# Why do we use PCA to speed up learning algorithms when we could just reduce the number of features?

In a machine learning course, I learned that one common use of PCA (Principal Component Analysis) is to speed up other machine learning algorithms. For example, imagine you are training a logistic regression model. If you have a training set $(x^{(i)},y^{(i)})$ for i from 1 to n and it turns out the dimension of your vector x is very large (let's say a dimensions), you can use PCA to get a smaller dimension (let's say k dimensions) feature vector z. Then you can train your logistic regression model on the training set $(z^{(i)},y^{(i)})$ for i from 1 to n. Training this model will be faster because your feature vector has less dimensions.

However, I don't understand why you can't just reduce the dimension of your feature vector to k dimensions by just choosing k of your features at random and eliminating the rest.

The z vectors are linear combinations of your a feature vectors. Since the z vectors are confined to a k-dimensional surface, you can write the a-k eliminated feature values as a linear function of the k remaining feature values, and thus all the z's can be formed by linear combinations of your k features. So shouldn't a model trained on an training set with eliminated features have the same power as a model trained on a training set whose dimension was reduced by PCA? Does it just depend on the type of model and whether it relies on some sort of linear combination?

• drop columns will lead to lose more information comparing to using PCA Mar 20, 2017 at 19:48
• What's Polymerase Chain Reaction got to do with it? :-) --- In all seriousness, you should always spell out a term before using an abbreviation. Mar 21, 2017 at 13:31
• You can view the eigenvectors obtained by PCA as new features, so PCA does allow reducing features - by recombining the ones we have into ones capturing more of the variance than the ones we started with. Mar 21, 2017 at 13:48
• Very related: stats.stackexchange.com/questions/141864. Mar 22, 2017 at 18:25

Let's say you initially have $p$ features but this is too many so you want to actually fit your model on $d < p$ features. You could choose $d$ of your features and drop the rest. If $X$ is our feature matrix, this corresponds to using $XD$ where $D \in \{0,1\}^{p \times d}$ picks out exactly the columns of $X$ that we want to include. But this ignores all information in the other columns, so why not consider a more general dimension reduction $XV$ where $V \in \mathbb R^{p \times d}$? This is exactly what PCA does: we find the matrix $V$ such that $XV$ contains as much of the information in $X$ as possible. Not all linear combinations are created equally. Unless our $X$ matrix is so low rank that a random set of $d$ columns can (with high probability) span the column space of all $p$ columns we will certainly not be able to do just as well as with all $p$ features. Some information will be lost, and so it behooves us to lose as little information as possible. With PCA, the "information" that we're trying to avoid losing is the variation in the data.

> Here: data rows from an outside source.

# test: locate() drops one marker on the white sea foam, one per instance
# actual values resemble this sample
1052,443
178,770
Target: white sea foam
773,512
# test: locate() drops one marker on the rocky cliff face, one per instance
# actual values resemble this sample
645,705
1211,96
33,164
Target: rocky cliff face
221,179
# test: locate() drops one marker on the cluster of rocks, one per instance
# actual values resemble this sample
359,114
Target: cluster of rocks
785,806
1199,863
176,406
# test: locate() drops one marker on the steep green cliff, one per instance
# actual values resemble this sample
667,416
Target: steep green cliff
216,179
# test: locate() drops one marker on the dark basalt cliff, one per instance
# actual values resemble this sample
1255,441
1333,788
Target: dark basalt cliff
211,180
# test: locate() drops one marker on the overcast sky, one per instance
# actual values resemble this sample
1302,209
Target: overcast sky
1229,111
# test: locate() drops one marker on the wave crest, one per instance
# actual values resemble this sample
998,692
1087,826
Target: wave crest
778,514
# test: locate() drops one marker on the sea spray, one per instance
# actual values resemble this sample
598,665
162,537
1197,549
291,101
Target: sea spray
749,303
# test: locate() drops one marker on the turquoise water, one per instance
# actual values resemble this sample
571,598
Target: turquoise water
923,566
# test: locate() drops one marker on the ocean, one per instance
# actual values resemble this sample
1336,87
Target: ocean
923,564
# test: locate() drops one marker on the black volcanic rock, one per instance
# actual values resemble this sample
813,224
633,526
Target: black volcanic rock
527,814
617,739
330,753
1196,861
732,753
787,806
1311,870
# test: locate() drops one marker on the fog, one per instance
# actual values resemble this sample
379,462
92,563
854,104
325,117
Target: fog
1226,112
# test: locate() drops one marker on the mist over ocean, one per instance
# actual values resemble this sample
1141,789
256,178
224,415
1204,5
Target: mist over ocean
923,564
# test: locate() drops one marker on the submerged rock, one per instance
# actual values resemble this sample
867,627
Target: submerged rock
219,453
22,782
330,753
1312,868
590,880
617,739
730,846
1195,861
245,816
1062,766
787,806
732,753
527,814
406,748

As for why we restrict ourselves to linear transformations of the predictors, the whole point in this use-case is computation time. If we could do fancy non-linear dimension reduction on $X$ we could probably just fit the model on all of $X$ too. So PCA sits perfectly at the intersection of fast-to-compute and effective.

• +1. It still makes sense to ask though, why variation in X (that PCA tries to retain) should be relevant for predicting Y... This is a related thread: stats.stackexchange.com/questions/141864. Mar 22, 2017 at 18:27

PCA reduces features while preserving the variance/information in the original data. This helps with enabling computation while not losing the data's resemblance of reality.

## PCA solution

First, beware when using PCA for this purpose. As I wrote in response to a related question PCA does not necessarily lead to selection of features that are informative for the regression you intend to do (see also Jolliffe 1982).

## OP proposed solution

Now consider the proposed alternative mechanism: reduce the dimension of your feature vector to k dimensions by just choosing k of your features at random and eliminating the rest. Now in the problem statement we were asked to suppose that dimension of your vector x is very large. Let's call this dimension $p$

There are $pCk$ ways to choose $k$ predictors from a group of $p$. To give an example if $p=1000$ and we choose $k=5$ predictors from the dataset there would be $\approx 8.25 \times 10^{12}$ different models we would have to fit. And that's supposing we knew that $k=5$, and not $k=6$ etc etc. Put simply, it's not a problem you'd want to brute force in a large $p$ setting.

## Suggested solution

To cope with regressions where $p$ is large a number of penalised regression strategies have been proposed. In particular the LASSO method will do dimension reduction while constructing a regression model by zeroing out the contribution from predictors that do not contribute enough to the model. There is a very clever algroithm (LARS) to fit the model efficiently.